We have conducted a thorough investigation and validated that we are not impacted by the Axios breach. The malicious Axios package was never published to any Palantir production environments.

Security Bulletin

Bulletin ID: PLTRSEC-2025-52

CVE: CVE-2025-68427

Affected Products / Versions: N/A

Publication Date: April 7, 2026

Summary

Object Security Policies configured on Pipeline Builder-backed object types were being silently deleted during pipeline deployments on Foundry stacks. This could have resulted in unintended data exposure where manually configured row-level security restrictions were removed without warning, potentially allowing users to view object instances they should not have access to. The affected service has been patched and automatically deployed to all Apollo-managed Foundry instances.

Background

A software defect in Palantir's Pipeline Builder deployment process caused Object Security Policies to be silently deleted whenever a pipeline was redeployed. When administrators manually configured security policies on object types backed by Pipeline Builder, subsequent pipeline deployments would completely drop these security configurations without any warning or notification.

This behavior could have resulted in sensitive data becoming visible to users who should have been restricted by the deleted security policies. The issue affected any object type that was both backed by Pipeline Builder and had custom Object Security Policies applied.

Palantir's information security team conducted a thorough investigation of affected instances and reviewed access patterns to determine if any unauthorized data access occurred as a result of this defect. The team is working directly with impacted customers to assess the scope and restore appropriate security policies where necessary.

Details

Object Security Policies are a critical security feature in Foundry that allow administrators to configure view permissions at the object instance level by defining security policies on object types. These policies operate independently of the underlying data source permissions and are essential for implementing row-level security controls.

Remediation

This defect has been resolved and the fix has been rolled out to all affected Foundry instances. Pipeline deployments now properly preserve Object Security Policies configured on Pipeline Builder-backed object types.

Timeline

N/A

Acknowledgement

This issue was identified internally at Palantir.

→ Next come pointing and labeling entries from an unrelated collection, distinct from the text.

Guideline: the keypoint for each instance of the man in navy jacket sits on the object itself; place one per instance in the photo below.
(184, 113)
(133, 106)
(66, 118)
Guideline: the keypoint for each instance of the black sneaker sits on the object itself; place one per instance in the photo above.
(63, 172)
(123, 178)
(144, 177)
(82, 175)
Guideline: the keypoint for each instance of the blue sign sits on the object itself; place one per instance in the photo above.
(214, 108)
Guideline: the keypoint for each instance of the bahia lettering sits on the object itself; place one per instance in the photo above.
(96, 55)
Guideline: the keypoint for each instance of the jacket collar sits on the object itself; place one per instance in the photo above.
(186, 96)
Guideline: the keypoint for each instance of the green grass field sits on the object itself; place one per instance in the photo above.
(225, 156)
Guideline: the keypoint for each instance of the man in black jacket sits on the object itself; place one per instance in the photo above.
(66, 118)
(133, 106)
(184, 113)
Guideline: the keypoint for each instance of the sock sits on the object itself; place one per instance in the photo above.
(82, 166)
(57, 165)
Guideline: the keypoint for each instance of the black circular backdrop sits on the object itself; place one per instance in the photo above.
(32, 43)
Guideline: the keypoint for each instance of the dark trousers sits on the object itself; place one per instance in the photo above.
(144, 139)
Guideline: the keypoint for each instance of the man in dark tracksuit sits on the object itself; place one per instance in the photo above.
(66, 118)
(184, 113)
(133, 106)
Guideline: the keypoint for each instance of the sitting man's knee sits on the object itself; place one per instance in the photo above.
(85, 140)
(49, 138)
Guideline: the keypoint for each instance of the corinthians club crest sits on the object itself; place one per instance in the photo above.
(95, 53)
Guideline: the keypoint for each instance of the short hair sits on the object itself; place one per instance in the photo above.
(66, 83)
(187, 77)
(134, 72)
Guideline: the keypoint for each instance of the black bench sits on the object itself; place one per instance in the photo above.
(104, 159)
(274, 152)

• Palantir has been tracking the compromise of Aqua Security’s Trivy supply chain for several weeks. We have tracked the existence of additional vulnerable releases, confirmed by further reporting from other industry sources.
• Palantir has evaluated any and all links to the vulnerable version across the entire Palantir developer and endpoint landscape and confirmed no compromise.
• Palantir has confirmed no vulnerable versions were released in our Container Vulnerability Scanning (CVS) tool for our Apollo container vulnerability scanning or Foundry container vulnerability scanning features.
• Palantir has frozen our CVS scanning engine on the last known safe version of Trivy. Vulnerability databases continue to be kept up to date.
• Palantir is urgently evaluating replacement vulnerability scanning tools, has already deployed an alternative scanner in an internal beta, and is performing further analysis to confirm security outcomes are met by the alternative scanner. A final decision will be made regarding our future state scanning engine in the coming weeks.

We are aware of a viral social media post claiming that Palantir Technologies has been hacked. These claims are unverified and unfounded.

Security Bulletin

Bulletin ID: PLTRSEC-2025-53

CVE: CVE-2025-68609

Affected Products / Versions: N/A

Publication Date: December 19, 2025

Summary

Aries service endpoints were exposed without authentication or authorization enforcement on Apollo-managed stacks using default configuration. This could have allowed any user with network access to the Apollo instance to view and interact with system logs without proper credential validation. The affected service has been patched and automatically deployed to all impacted Apollo instances.

Background

A software defect in Palantir's Aries Service resulted in both authentication and authorization controls failing to enforce properly on instances using the default configuration. While the intended behavior was to allow any authenticated Apollo user to access Aries functionality, the actual implementation failed to validate authentication tokens entirely, effectively bypassing both authentication (authN) and authorization (authZ) checks.

This meant that any client capable of reaching the Aries service endpoints over the network could access log data and perform operations without presenting valid credentials or proving their identity.

Palantir's information security team conducted a comprehensive review of access logs and network traffic patterns for all affected Aries instances. No evidence of unauthorized access or exploitation of this vulnerability has been identified during the period when the defect was present.

Details

Aries is a legacy system designed for viewing and managing logs on Apollo infrastructure. Under the intended default authorization model, any authenticated user with access to an Apollo instance should be able to perform actions within Aries.

Remediation

This defect has been resolved and the fix has been rolled out to all affected Apollo instances. Authentication and authorization controls are now properly enforced. No further intervention is required.

Timeline

N/A

Acknowledgement

This issue was identified internally at Palantir.